The upshot of this was a partnership with infrastructure fund manager Innisfree to create the Innisfree M&G PPP Fund, the first fund to be focused on the secondary public-private partnership (PPP) market in the UK. The fund, which raised £225 million, was open-ended, prompting a recollection – and subsequent laughter – from Lennon that one of the assets in the portfolio has the option for a 65-year extension. He doubts he will be around to see that contract come to an end should the option be exercised.
The PPP fund was consistent with Prudential’s strategy to increase its client base. However, by the time the mandate had been fulfilled, the market had moved on. “By 2005, there was quite a dramatic change in the infrastructure market,” relates Lennon. “The asset class had registered in the thoughts of many in the international investment community and owners of infrastructure assets had begun to appreciate what they had.”
This made the broader opportunity to buy and sell stakes in infrastructure assets and companies increasingly attractive compared with the UK PPP market, which was getting “very competitive” in Lennon’s view.
Since then, Infracapital has gone onto build a long track record in infrastructure investing – something which other infrastructure fund managers must view enviously given that this is a young asset class where experience is highly valued by investors.
Aside from track record, there is another reason why Infracapital believes it has an appeal to the limited partner (LP) community. “We’re set up in a similar way to an independent boutique, but we have the benefit of the support of a major international financial institution behind us,” Lennon points out.
“Our investment committee powers reside solely with the directors of Infracapital and no one else [outside the team] has a veto over decisions. But being part of the wider group has benefits in the shape of enhanced deal origination, reach into corporate Europe [the group is a major investor across European markets] and relationships with policy makers and regulators.”
Given that one of the initial rationales for the launch of Infracapital was to expand the client base, it’s no surprise that this remains a focus for Lennon and Clarke. “We want to develop a broad network of LPs by geography and type,” says Lennon.
“Insurance companies and pension funds remain key and there is still growth potential in this area. But in addition there are sovereign wealth funds and funds of funds managers and we’ve got Asian and North American investors coming in. Europe continues to account for the bulk of the investor base, but it’s becoming a bit more balanced.”
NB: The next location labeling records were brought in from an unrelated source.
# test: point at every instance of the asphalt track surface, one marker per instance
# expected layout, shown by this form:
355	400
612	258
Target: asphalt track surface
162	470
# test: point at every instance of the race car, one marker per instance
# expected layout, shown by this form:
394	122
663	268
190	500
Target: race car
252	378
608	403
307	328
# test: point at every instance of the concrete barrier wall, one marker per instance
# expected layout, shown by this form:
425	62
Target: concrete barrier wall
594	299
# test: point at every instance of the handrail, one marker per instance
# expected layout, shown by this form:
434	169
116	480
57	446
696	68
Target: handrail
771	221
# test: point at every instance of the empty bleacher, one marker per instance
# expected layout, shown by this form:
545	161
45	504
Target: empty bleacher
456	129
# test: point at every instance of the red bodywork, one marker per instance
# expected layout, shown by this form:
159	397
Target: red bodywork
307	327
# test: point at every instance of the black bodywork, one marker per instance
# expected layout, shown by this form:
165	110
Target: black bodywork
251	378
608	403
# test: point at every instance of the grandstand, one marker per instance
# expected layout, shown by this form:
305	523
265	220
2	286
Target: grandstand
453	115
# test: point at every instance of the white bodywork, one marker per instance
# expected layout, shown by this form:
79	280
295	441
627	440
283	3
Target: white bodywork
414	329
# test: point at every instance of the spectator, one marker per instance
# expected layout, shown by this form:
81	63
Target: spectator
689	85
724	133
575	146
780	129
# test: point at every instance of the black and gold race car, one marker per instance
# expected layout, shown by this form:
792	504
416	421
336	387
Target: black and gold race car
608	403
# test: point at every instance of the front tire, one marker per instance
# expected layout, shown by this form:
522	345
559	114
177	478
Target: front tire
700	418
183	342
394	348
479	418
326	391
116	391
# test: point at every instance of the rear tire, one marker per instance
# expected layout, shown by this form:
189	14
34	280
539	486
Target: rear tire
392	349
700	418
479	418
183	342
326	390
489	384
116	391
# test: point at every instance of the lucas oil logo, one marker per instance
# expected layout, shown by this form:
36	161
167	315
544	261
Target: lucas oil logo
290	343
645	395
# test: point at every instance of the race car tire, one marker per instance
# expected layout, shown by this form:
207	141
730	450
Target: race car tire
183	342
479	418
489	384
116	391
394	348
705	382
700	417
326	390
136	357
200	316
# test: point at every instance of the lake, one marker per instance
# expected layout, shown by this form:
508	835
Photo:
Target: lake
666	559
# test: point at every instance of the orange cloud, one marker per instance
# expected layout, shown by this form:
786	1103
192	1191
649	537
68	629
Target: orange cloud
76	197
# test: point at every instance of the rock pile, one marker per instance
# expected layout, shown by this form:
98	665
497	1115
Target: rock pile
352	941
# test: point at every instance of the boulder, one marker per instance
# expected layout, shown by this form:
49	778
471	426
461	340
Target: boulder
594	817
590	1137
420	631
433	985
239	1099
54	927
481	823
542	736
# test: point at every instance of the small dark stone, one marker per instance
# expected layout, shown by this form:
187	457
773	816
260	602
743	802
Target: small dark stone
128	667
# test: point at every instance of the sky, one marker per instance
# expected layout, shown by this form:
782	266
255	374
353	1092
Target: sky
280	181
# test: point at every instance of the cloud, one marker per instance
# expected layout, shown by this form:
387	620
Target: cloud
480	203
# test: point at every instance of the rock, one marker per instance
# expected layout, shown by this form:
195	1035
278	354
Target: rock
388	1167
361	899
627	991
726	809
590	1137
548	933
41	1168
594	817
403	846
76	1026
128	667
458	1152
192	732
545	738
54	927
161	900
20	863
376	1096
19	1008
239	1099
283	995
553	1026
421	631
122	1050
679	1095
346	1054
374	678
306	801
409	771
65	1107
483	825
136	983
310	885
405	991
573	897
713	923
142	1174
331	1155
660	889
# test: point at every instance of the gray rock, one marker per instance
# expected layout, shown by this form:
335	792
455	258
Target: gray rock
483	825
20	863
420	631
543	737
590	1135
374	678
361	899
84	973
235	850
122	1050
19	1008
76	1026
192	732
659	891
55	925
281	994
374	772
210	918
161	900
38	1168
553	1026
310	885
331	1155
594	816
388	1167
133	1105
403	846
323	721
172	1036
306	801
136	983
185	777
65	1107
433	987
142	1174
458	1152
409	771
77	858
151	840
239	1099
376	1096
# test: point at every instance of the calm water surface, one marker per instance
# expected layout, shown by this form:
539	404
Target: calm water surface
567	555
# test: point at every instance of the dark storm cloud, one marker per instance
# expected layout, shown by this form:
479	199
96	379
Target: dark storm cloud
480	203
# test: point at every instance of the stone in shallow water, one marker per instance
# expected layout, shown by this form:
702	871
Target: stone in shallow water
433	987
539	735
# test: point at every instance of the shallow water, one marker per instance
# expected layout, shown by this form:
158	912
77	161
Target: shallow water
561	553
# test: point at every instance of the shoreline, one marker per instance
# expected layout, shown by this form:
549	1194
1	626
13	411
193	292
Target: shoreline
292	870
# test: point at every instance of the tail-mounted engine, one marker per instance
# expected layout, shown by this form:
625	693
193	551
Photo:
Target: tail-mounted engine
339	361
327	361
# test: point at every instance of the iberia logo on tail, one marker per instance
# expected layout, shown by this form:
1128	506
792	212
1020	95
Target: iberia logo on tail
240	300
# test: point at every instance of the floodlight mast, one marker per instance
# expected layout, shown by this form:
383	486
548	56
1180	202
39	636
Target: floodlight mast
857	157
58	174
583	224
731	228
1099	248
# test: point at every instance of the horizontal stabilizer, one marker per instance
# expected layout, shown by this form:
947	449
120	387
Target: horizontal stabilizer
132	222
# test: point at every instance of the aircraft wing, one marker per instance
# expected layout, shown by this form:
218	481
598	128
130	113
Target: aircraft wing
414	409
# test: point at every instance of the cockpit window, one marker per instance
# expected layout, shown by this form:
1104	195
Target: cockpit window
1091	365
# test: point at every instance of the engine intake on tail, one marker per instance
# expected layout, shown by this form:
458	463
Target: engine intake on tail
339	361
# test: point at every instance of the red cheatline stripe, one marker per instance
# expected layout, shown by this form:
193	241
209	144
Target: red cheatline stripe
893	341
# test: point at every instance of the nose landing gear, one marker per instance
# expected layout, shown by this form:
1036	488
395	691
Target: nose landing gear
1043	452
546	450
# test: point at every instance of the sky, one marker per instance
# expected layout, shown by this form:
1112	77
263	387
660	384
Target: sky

Growth and expansion is also being seen in the financing arena, and this gives Clarke much encouragement. He acknowledges that the banking market is now of a “three- to five-year” duration, but “they are comfortable lending as long as there is a good take-out” [in the capital markets].
He points to the proliferation of private placements “of all shapes and sizes” that “couldn’t be done five years ago”. He also says the market is benefitting from debt funds needing to get assets on board. “We’ve also seen project bonds and UK government guarantees, which are good additions to the toolkit,” he adds.
Hence, the discussion ends on a note of optimism. And with £530 million in its pocket and what Infracapital sees as a niche position in the market, why wouldn’t it?